Saturday, September 26, 2009

Feast of Saints Cosmas and Damian


Today I have included a short Biography of St. Cosmas and Saint Damian as well as the first reading for today's Mass and the second reading from the Office of Readings by St. Augustine on the Psalms .

Cosmas the physician and Damian the apothecary were twin brothers born in the third century AD in the Middle East. They were called anargyroi, “the silverless” or “the unmercenaries” because they treated patients free of charge. These two martyrs were twin brothers from Arabia who later studied in Syria. They lived in the fourth century. They were very famous students of science and both became excellent members of the medical profession. According to biographies, Cosmas was a Doctor and Damian was a pharmacist (apothocary). Cosmas and Damien saw in every patient a brother or sister in Christ. For this reason, they showed great charity to all and treated their patients to the best of their ability. Yet no matter how much care a patient required, neither Cosmas nor Damien ever accepted any money for their services. For this reason, they were called by a name in Greek which means "the penniless ones."
Every chance they had, the two saints told their patients about Jesus Christ, the Son of God. Because the people all loved these twin doctors, they listened to them willingly.
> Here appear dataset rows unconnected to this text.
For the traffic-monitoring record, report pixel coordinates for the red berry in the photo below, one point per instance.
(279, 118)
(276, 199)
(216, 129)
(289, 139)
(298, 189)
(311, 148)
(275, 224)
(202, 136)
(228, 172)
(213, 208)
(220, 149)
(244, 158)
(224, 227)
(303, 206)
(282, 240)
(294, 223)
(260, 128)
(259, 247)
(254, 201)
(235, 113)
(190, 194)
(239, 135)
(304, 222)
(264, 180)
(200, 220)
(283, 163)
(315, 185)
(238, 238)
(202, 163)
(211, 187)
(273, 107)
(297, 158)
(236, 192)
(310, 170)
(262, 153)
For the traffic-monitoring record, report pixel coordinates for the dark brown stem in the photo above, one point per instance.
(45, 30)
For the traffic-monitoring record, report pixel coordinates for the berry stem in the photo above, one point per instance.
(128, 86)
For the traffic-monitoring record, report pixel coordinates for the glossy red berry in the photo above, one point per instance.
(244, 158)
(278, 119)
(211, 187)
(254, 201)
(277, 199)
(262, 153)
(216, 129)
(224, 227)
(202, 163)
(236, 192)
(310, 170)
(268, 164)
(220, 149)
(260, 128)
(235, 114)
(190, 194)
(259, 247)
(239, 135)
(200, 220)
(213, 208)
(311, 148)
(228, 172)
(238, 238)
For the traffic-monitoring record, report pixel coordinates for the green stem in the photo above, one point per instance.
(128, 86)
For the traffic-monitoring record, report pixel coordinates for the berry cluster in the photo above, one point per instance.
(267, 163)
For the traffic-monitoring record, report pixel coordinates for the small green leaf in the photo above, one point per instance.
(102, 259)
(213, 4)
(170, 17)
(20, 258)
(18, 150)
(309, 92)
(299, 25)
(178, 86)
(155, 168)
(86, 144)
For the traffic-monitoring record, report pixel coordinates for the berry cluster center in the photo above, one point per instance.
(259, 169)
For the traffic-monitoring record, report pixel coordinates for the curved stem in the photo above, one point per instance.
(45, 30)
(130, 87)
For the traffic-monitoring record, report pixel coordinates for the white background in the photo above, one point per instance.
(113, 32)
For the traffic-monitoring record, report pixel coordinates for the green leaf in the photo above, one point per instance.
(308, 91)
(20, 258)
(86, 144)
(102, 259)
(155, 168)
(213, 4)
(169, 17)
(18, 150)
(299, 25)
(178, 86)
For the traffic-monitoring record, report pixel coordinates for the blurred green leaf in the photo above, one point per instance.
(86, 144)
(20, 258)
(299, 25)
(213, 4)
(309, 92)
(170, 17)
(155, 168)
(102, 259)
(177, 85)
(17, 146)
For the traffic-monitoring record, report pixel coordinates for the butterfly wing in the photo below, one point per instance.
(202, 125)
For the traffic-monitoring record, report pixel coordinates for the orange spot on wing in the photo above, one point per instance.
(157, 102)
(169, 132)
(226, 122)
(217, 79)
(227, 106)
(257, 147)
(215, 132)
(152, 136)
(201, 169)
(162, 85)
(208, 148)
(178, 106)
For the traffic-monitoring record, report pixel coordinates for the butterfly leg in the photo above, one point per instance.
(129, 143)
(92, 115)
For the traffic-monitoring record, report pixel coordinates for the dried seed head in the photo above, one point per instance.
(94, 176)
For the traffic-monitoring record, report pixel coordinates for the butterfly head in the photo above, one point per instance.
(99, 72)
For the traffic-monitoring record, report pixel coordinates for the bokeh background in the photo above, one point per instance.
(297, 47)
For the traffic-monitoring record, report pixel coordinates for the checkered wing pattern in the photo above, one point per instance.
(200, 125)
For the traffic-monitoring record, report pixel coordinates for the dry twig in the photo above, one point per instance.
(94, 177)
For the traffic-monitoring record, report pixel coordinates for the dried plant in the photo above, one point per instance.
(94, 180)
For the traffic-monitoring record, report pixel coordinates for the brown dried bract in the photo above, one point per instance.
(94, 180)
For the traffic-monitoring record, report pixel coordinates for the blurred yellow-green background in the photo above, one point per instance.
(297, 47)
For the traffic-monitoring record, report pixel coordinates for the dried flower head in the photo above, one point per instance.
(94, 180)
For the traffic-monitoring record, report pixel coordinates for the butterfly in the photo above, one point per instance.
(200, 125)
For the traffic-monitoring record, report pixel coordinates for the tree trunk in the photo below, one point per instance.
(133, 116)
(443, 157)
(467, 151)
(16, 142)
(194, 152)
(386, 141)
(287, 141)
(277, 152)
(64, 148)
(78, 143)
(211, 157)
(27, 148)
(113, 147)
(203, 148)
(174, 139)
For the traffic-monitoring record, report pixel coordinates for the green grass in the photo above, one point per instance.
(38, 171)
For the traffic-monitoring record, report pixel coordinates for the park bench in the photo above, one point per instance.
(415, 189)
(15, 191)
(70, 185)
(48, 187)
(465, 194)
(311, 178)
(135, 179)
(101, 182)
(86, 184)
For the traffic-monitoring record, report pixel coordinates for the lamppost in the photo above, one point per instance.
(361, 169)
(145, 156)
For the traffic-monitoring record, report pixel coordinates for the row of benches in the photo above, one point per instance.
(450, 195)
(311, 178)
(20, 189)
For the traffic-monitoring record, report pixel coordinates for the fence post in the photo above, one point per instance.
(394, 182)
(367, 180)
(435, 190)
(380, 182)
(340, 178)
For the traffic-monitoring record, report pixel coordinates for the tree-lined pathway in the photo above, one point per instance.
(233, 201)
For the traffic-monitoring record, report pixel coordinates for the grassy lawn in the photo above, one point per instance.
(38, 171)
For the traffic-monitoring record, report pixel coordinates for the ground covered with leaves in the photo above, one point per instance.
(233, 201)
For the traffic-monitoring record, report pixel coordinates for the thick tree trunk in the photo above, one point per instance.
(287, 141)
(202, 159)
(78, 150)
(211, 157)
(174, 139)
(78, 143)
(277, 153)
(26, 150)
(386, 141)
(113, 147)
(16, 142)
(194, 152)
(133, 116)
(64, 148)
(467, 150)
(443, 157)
Cosmas and Damien often brought health back to both the bodies and the souls of those who came to them for help.
When Diocletian's persecution of Christians began in their city, the saints were arrested at once. They had never tried to hide their great love for their Christian faith. They were tortured, but nothing could make them give up their belief in Christ. They had lived for him and had brought so many people to his love. So at last, they were put to death in the year 303. These holy martyrs are named in the First Eucharistic Prayer of the Mass.
In honor of St. Cosmas and St. Damien, we can perform a work of mercy today--either spiritual or material.
God bless you.
Please pray for all the sick that come to Nazareth Hermitage for help and for those who have need of prayers for illnesses.
dismas

Todays first reading from the Mass
Zechariah 2:5-9,14-15
Raising my eyes, I saw a vision. It was this: there was a man with a measuring line in his hand. I asked him, ‘Where are you going?’ He said, ‘To measure Jerusalem, to find out her breadth and her length.’ And then, while the angel who was talking to me stood still, another angel came forward to meet him. He said to him, ‘Run, and tell that young man this, “Jerusalem is to remain unwalled, because of the great number of men and cattle there will be in her. But I – it is the Lord who speaks – I will be a wall of fire for her all round her, and I will be her glory in the midst of her.”’

The second reading from the Office of Readings

A sermon of St Augustine on the Psalms

The martyrs' deaths are made precious by the death of Christ
Through such glorious deeds of the holy martyrs, with which the Church blossoms everywhere, we prove with our own eyes how true it is, as we have just been singing, that precious in the sight of the Lord is the death of his saints; seeing that it is precious both in our sight and in the sight of him for the sake of whose name it was undertaken. But the price of these deaths is the death of one man. How many deaths were bought with one dying man, who was the grain of wheat that would not have been multiplied if he had not died! You have heard his words when he was drawing near to our passion, that is, when he was drawing near to our redemption: Unless the grain of wheat falls into the ground and dies, it remains alone; but if it dies, it bears much fruit.
On the cross, you see, Christ transacted a grand exchange; it was there that the purse containing our price was untied; when his side was laid open by the lance of the executioner, there poured out from it the price of the whole wide world. The faithful were bought, and the martyrs; but the faith of the martyrs has been proved, and their blood is the witness to it. The martyrs have paid back what was spent for them, and they have fulfilled what Saint John says: Just as Christ laid down his life for us, so we too should lay down our lives for the brethren. And in another place it says, You have sat down at a great table; consider carefully what is set before you, since you ought to prepare the same kind of thing yourself. It is certainly a great table, where the Lord of the table is himself the banquet. No-one feeds his guests on himself; that is what the Lord Christ did, being himself the host, himself the food and drink. Therefore the martyrs recognised what they ate and drank, so that they could give back the same kind of thing.
But from where could they give back the same kind of thing, if the one who made the first payment had not given them the means of giving something back? What shall I pay back to the Lord for all the things he has paid back to me? I will receive the cup of salvation. What is this cup? The bitter but salutary cup of suffering, the cup which the invalid would fear to touch if the doctor did not drink it first. That is what this cup is; we can recognise this cup on the lips of Christ, when he says, Father, if it can be so, let this cup pass from me. It is about this cup that the martyrs said, I will receive the cup of salvation and call upon the name of the Lord.
So are you not afraid of failing at this point? No? Why not? Because I will call upon the name of the Lord. How could the martyrs ever conquer, unless that one conquered in them who said Rejoice, since I have conquered the world? The emperor of the heavens was governing their minds and tongues, and through them overcoming the devil on earth and crowning the martyrs in heaven. O, how blessed are those who drank this cup thus! They have finished with suffering and have received honour instead.